The sad fact is that many people don’t trust decisions, answers, or recommendations from artificial intelligence. In one survey of U.S. consumers, when presented with a list of popular AI services (for example, home assistants, financial planning, medical diagnosis, and hiring), 41.5% of respondents said they didn’t trust any of these services. Only 9% of respondents said they trusted AI with their financials, and only 4% trusted AI in the employee hiring process.1 In another survey, 2,000 U.S. consumers were asked, “When you think about AI, which feelings best describe your emotions?” “Interested” was the most common response (45%), but it was closely followed by “concerned” (40.5%), “skeptical” (40.1%), “unsure” (39.1%), and “suspicious” (29.8%).2
What’s the problem here?

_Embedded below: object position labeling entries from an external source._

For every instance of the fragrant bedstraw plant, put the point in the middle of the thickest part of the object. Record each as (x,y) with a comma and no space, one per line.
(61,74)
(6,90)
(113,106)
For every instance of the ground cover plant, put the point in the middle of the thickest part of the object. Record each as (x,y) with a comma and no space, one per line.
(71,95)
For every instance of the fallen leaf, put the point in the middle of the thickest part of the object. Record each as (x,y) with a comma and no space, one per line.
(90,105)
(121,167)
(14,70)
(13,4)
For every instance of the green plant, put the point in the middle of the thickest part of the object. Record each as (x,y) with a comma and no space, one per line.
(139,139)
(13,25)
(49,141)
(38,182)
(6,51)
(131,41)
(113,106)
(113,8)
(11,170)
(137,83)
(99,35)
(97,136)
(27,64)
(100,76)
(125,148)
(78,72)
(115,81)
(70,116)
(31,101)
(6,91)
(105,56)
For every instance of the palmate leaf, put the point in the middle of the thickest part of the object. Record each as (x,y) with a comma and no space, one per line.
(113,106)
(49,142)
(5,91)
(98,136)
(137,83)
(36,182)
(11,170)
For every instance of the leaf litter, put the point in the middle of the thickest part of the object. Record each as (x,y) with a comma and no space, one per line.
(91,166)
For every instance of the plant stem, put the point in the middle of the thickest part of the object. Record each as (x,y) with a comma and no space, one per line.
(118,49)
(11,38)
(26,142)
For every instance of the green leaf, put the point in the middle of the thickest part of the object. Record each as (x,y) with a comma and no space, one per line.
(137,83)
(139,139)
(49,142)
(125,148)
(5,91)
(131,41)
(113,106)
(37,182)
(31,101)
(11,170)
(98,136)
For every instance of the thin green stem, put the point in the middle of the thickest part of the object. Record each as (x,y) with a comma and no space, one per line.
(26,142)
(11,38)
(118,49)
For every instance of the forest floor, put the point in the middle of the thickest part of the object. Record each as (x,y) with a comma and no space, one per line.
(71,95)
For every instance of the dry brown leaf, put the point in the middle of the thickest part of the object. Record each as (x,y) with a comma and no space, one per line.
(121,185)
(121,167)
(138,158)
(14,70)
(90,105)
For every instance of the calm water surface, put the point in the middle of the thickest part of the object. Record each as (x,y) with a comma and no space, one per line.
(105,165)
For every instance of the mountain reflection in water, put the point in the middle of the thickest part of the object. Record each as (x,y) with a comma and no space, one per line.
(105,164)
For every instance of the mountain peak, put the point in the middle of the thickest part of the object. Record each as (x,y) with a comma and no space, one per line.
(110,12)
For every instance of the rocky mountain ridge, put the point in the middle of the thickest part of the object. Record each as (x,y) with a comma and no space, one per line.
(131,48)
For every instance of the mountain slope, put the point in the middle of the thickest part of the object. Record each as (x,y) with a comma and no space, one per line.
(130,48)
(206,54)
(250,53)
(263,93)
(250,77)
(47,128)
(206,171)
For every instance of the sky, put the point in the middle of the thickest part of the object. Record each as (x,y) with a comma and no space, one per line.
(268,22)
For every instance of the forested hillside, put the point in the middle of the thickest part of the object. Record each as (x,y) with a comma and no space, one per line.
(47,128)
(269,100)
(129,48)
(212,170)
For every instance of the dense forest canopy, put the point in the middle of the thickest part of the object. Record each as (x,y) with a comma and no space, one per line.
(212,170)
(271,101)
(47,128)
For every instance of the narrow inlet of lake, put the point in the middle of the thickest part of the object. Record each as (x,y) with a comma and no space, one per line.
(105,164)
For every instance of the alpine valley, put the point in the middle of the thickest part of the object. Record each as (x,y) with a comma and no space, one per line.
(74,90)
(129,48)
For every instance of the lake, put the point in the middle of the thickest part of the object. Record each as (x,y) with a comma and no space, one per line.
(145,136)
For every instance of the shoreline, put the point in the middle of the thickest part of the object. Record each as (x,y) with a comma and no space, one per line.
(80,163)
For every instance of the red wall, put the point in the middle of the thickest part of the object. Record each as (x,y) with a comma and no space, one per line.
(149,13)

And can it be overcome? I believe several issues need to be addressed if AI is to be trusted in businesses and in society.
Rein in the Promises
The IT research firm Gartner suggests that technologies like cognitive computing, machine learning, deep learning, and cognitive expert advisers are at the peak of their hype cycle and are headed toward the “trough of disillusionment.”3
Vendors may be largely to blame for this issue. Consider IBM’s very large Watson advertising budget and extravagant claims about Watson’s abilities. One prominent AI researcher, Oren Etzioni, has called Watson “the Donald Trump of the AI industry — [making] outlandish claims that aren’t backed by credible data.”4
Tesla’s Elon Musk is another frequent contributor to AI hype, particularly about the ability of Tesla cars to drive autonomously. The company uses the term autopilot to describe its capabilities, which suggests full autonomy and has generated controversy.5 Tesla cars have some impressive semiautonomous driving capabilities and are impressive vehicles in many other respects, but clearly they are not yet fully autonomous.
Fortunately, not all companies are overselling their AI capabilities. Take, for instance, the Nordic bank SEB and its use of Aida, an intelligent agent that’s derived from Ipsoft’s Amelia.